View Full Version : Non TTL flash settings - how do you know?



CaliGal
09-27-2008, 09:06 AM
I'm just getting into using studio type strobes and off camera flash (ya I know all about strobist.com and other resources one can search for online).

Short of using some kind of meter to measure the intensity of flash(es) you are producing, how does one know what settings to use (in full manual)? I can guess and probably get pretty close - or experiment to find what works is always an option too...I just don't want to make a lot of big mistakes, especially if I start getting in "model volunteers" to help me learn this stuff.

The variables are so many - light intensity, shutter speed, aperture, ISO, distance - it all seems like a bit of a guess.

If a flash meter is absolutely necessary, what's the very least expensive option to start out with?

D Thompson
09-27-2008, 09:53 AM
Without a meter you are basically just trying settings until you get something you like. In a studio situation you control the light. As far as the settings you usually want your ISO to the lowest (100). I usually go for a shutter of 1/80-1/125th at f9-f10. Usually my main light is metered for f8 and the fill at f5.6 which combined will come in around f9-f10 or so. Distance of the flash/strobe to subject will have an effect. Move it closer and you need to dial the power of the flash/strobe down a bit to compensate and keep the same settings. As long as you keep the flash/strobe the same distance from the subject you should get the same result if you move the flash to a different spot.

I'd highly recommend getting a light meter. This one is one of the least expensive that works very well that I've found.

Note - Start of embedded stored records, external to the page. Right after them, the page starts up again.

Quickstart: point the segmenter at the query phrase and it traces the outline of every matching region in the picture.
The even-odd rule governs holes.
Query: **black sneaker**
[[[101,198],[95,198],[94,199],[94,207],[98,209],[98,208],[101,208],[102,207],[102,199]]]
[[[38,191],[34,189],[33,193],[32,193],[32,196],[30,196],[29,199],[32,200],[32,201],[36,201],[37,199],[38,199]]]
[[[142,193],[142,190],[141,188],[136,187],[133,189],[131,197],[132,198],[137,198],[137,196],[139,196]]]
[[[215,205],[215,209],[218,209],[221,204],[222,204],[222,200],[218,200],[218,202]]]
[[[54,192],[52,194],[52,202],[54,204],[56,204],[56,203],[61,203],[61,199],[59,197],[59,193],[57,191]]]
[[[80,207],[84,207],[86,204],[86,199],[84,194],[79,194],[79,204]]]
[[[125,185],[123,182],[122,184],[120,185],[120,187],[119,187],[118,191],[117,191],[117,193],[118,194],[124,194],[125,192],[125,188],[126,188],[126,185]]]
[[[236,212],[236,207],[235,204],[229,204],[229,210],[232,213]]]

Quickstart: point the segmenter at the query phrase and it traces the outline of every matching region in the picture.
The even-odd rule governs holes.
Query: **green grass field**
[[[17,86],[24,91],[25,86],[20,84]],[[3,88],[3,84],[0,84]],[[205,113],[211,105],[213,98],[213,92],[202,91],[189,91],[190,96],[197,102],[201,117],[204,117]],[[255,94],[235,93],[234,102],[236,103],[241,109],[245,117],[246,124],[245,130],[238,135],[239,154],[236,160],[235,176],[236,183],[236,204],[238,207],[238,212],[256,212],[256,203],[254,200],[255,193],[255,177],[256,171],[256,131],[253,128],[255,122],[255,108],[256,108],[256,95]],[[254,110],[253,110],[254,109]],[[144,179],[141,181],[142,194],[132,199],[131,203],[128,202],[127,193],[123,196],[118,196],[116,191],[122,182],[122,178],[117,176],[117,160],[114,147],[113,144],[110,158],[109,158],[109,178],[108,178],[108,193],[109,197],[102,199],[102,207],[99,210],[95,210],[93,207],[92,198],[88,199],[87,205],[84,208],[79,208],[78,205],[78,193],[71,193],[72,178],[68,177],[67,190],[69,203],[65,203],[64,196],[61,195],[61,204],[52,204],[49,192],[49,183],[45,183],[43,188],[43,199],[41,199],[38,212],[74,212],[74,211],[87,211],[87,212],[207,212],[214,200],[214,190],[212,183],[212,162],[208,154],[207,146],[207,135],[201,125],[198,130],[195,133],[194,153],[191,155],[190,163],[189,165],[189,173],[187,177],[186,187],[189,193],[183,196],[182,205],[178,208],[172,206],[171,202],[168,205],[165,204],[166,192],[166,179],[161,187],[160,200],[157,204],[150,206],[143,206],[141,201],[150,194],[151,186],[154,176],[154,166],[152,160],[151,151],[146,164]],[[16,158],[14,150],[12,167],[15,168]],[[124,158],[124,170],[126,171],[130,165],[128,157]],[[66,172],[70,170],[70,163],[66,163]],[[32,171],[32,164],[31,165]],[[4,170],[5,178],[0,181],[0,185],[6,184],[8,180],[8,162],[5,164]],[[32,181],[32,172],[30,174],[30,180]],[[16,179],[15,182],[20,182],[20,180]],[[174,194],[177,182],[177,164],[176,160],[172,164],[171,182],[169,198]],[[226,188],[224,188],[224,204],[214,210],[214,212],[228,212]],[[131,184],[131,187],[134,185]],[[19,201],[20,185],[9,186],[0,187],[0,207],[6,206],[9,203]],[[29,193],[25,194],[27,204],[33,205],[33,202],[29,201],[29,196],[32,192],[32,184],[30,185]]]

http://www.bhphotovideo.com/c/product/368226-REG/Sekonic_401309_L_308S_Flashmate_Light_Meter.html

Hope this helps some.

AlexMonro
09-28-2008, 06:10 AM
This is what the guide number quoted for the flash is for. It's a measure of the light intensity of the flash, and is usually quoted in terms of a distance, in feet or metres, at a given ISO. To calculate the aperture to use, divide the guide number by the distance from the camera to the subject, this gives you the f/number at the rated ISO.

If you want to use off camera flash, you need to add the distance from the flash to the subject and from the subject to camera and divide by two, and divide that into the guide number. To use a different ISO, add or subtract an f/stop for each doubling or halving of the ISO.

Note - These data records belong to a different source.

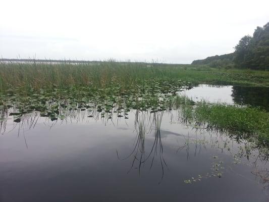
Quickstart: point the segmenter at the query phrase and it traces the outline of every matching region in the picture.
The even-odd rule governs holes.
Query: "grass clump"
[[[141,81],[181,80],[200,83],[236,84],[269,86],[269,72],[225,70],[204,66],[115,61],[85,64],[0,62],[0,93],[9,89],[23,91],[92,85],[107,88],[112,83],[128,90]]]
[[[201,102],[194,109],[197,122],[228,132],[237,139],[255,138],[269,145],[269,113],[257,108]]]

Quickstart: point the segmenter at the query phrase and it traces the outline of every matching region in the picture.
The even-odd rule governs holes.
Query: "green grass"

Assuming you're not trying to fill in with ambient light, i.e. the ambient light is very dim, shutter speed is irrelevant as long as it's slower than the sync speed.

If you do want to fill in ambient lighting, or use multiple flashes, get a meter.

CaliGal
09-28-2008, 06:34 AM
Thanks for the reply. In the reading I've been doing, there seem to be two schools of thought on metering.
1. Use on for "correct" results on your first try.
2. Don't. You can accomplish the same thing with your in camera metering, histograms, and "chimping". (Alternative to this is to shoot tethered - or maybe use the HDMI out on my A700 to review shots?)

I thought I's at least try it both ways to see what works best for me.... especially since I may be using anywhere from 1-6 flashes at any given time. time to check out the meter you've noted, and maybe some other "used" ones, as long as they do flash metering.

D Thompson
09-28-2008, 10:35 AM
Thanks for the reply. In the reading I've been doing, there seem to be two schools of thought on metering.
1. Use on for "correct" results on your first try.
2. Don't. You can accomplish the same thing with your in camera metering, histograms, and "chimping". (Alternative to this is to shoot tethered - or maybe use the HDMI out on my A700 to review shots?)

I thought I's at least try it both ways to see what works best for me.... especially since I may be using anywhere from 1-6 flashes at any given time. time to check out the meter you've noted, and maybe some other "used" ones, as long as they do flash metering.

If you're going to be using that many flashes I wouldn't even consider the chimping method. There may be cheaper meters and you may find one used somewhere. That one works well for me. Good luck in whichever method you decide to use.

Rhys
09-28-2008, 05:15 PM
With studio flashes, the strobe power is given in WS - Watt Seconds. With pocket flashes they're given as Guide Numbers. There is no conversion between the two - they're utterly different measures.

You do need a flash meter. Oddly enough I have an old flash meter that I might be willing to part with for the right amount of money.

If it's a mix of flash types then without a meter the computation will be horrendous. If you mix automatic and manual flashes then even metering might not be all that accurate.